Loudergood|7 months ago
mynameisvlad|7 months ago
And that applies for many definitions of "normal". A person outside the "norm", in whatever category, is accepted far less than you claim. Sometimes it may not be visible or even intended, but it's there.
samplatt|7 months ago
There's a lot of people that have woken up to this and are loving and accepting, and sometimes it can feel like this is becoming the norm when you're able to surround yourself with that kind of person... but you're right. It isn't "the norm" it just normal enough for some lucky people.
phs318u|7 months ago
On a serious note, if the world is a lot more accepting, it's mostly because the youngest generations are a lot more accepting, and the more bigoted among us (which tend to skew older) are slowly dying off.
esseph|7 months ago
Nothing went away, it just got hidden under a thin veneer.
rbanffy|7 months ago
Far too slowly, I might add.
wiseowise|7 months ago
And they would be right. And I say that as someone who’s hard anti-woke.
tstrimple|7 months ago
robertlagrant|7 months ago
reissbaker|7 months ago
You're also wrong: there were plenty of "anti-war protestors" during the Holocaust, who lost, and were wrong; plenty of radical feminists who were (and are) anti-trans; and the idea that the American Revolution was primarily about maintaining slavery has been debunked — for one thing, it was often led by Northeners who had already banned slavery. (The 1619 Project eventually conceded and issued corrections.) Environmentalist groups in the 70s doomed the planet by making it near-impossible to build nuclear energy in the US, and then later drove the US into spiraling inequality by making it near-impossible to build enough housing. Opposing eugenics was once a conservative opinion, whereas the "science" of eugenics was favored by academia — and most of the suffragettes! The largest anti-eugenics movement came from the Catholic Church.

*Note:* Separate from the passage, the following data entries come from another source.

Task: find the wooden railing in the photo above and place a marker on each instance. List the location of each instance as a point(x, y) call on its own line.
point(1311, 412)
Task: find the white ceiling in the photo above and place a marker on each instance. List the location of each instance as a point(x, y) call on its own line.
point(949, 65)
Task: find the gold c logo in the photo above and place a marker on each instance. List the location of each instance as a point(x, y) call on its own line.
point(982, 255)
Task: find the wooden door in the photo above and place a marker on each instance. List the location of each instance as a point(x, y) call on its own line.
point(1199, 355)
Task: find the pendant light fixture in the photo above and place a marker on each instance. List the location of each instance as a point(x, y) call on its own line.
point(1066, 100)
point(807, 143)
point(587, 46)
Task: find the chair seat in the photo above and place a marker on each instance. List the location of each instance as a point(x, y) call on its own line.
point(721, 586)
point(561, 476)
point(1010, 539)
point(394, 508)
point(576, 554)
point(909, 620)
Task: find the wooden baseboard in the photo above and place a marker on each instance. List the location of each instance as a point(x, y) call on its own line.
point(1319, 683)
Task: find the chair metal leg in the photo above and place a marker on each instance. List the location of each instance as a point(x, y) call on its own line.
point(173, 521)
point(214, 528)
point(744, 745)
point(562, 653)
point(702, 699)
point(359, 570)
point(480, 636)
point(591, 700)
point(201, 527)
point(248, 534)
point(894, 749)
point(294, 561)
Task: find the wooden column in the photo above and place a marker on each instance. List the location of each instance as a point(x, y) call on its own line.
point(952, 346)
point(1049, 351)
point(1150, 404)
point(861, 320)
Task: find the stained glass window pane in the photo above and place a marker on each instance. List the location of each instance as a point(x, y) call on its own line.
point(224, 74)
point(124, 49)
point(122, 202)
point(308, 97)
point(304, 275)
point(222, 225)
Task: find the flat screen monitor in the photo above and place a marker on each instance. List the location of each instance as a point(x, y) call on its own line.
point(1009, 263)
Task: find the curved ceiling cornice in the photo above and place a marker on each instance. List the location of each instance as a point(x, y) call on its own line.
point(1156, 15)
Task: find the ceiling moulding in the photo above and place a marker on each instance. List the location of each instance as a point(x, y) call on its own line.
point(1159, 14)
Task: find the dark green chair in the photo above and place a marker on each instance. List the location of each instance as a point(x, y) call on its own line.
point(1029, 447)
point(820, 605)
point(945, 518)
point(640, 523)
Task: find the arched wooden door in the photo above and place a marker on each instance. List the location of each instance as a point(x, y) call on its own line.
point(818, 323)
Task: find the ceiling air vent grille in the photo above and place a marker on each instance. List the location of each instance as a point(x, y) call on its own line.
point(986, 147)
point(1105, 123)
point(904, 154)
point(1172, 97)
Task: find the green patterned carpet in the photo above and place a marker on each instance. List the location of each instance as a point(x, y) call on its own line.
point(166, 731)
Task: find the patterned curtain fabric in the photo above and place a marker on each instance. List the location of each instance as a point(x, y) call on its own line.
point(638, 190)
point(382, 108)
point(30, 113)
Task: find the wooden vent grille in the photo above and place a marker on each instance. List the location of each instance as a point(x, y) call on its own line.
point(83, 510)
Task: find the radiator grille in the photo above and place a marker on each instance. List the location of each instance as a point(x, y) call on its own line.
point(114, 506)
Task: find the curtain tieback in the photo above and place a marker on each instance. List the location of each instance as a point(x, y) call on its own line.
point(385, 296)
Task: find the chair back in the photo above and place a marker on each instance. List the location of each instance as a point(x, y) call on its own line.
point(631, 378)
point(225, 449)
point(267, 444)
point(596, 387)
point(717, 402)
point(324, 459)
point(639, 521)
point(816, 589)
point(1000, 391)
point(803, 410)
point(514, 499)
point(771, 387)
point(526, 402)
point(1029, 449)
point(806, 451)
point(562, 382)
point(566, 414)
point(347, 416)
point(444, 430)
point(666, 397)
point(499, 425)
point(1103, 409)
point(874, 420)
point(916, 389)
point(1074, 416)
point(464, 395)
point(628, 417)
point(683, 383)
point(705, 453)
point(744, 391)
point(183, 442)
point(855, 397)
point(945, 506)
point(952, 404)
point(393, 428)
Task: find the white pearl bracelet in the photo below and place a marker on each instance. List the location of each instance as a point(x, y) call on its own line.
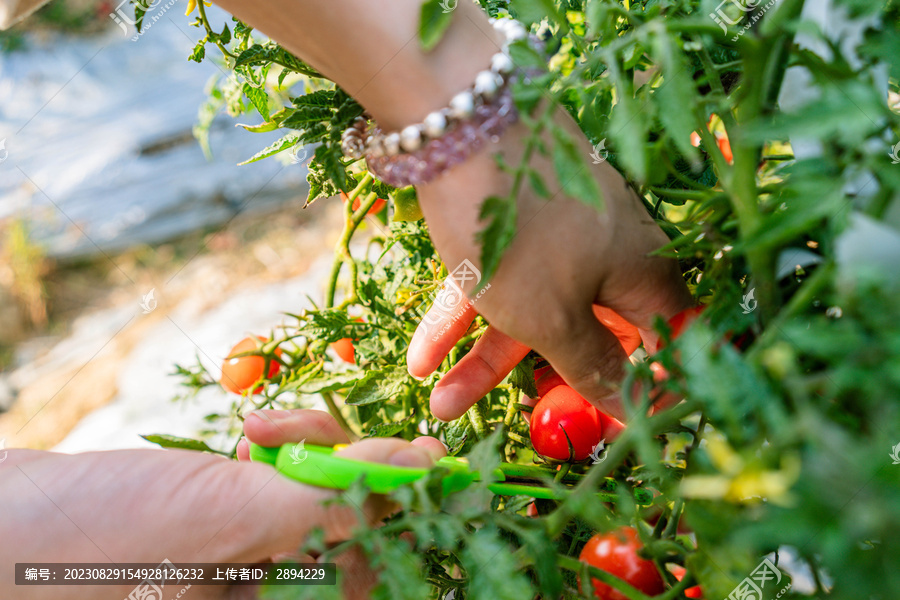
point(358, 141)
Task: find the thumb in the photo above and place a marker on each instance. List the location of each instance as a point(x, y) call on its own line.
point(281, 514)
point(590, 359)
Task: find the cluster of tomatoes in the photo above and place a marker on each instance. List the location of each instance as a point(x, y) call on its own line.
point(566, 427)
point(563, 426)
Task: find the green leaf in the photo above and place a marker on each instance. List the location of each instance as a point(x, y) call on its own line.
point(400, 571)
point(303, 116)
point(494, 573)
point(497, 236)
point(378, 386)
point(537, 184)
point(390, 428)
point(675, 97)
point(288, 141)
point(522, 377)
point(171, 441)
point(535, 11)
point(628, 129)
point(259, 98)
point(255, 54)
point(575, 177)
point(199, 52)
point(457, 433)
point(434, 21)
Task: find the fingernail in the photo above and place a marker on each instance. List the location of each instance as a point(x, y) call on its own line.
point(412, 456)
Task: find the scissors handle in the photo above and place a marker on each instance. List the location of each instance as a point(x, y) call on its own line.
point(317, 465)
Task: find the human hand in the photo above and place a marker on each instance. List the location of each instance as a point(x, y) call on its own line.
point(577, 285)
point(149, 505)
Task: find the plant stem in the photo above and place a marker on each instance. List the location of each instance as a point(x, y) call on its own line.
point(338, 416)
point(476, 417)
point(342, 250)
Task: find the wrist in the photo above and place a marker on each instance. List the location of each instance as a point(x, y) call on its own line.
point(415, 83)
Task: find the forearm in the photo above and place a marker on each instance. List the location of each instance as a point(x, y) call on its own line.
point(371, 49)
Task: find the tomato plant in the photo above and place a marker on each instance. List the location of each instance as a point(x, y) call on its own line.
point(244, 366)
point(780, 446)
point(377, 206)
point(617, 554)
point(565, 426)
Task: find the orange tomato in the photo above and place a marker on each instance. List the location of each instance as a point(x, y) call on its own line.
point(376, 208)
point(239, 373)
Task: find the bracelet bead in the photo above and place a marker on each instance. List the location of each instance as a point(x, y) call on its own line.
point(446, 137)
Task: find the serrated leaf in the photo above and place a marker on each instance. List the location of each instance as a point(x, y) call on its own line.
point(390, 428)
point(378, 386)
point(535, 11)
point(537, 184)
point(288, 141)
point(253, 54)
point(400, 572)
point(457, 433)
point(575, 177)
point(498, 234)
point(329, 158)
point(675, 97)
point(522, 377)
point(434, 20)
point(303, 116)
point(494, 573)
point(259, 98)
point(171, 441)
point(628, 129)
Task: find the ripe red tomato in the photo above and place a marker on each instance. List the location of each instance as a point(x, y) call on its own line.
point(344, 348)
point(563, 418)
point(239, 373)
point(725, 147)
point(616, 553)
point(692, 592)
point(376, 208)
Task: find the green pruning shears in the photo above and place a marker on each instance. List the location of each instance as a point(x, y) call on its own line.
point(316, 465)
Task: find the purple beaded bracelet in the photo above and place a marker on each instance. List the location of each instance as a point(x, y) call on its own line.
point(486, 124)
point(447, 137)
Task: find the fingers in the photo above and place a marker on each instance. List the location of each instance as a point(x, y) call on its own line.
point(628, 335)
point(274, 514)
point(590, 359)
point(443, 325)
point(477, 373)
point(273, 428)
point(432, 446)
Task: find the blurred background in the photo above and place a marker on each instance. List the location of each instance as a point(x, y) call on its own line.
point(124, 247)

Of course, new ideas that were better than old ideas usually came from people now termed "progressive" — the term is self-defining (if it wasn't "progress" no one would look back and call it "progressive.") But plenty of bad ideas have also come draped in the cloaks of people who term themselves progressive, and opposed by people who at the time were termed conservative: it's only in retrospect that we rewrite the people in the wrong as not-progressive, and consider the people then termed conservative as the true-progressives. Ultimately most people want good things for most people, and mainly argue — sometimes vociferously, and acrimoniously — about what the best way for that to happen is.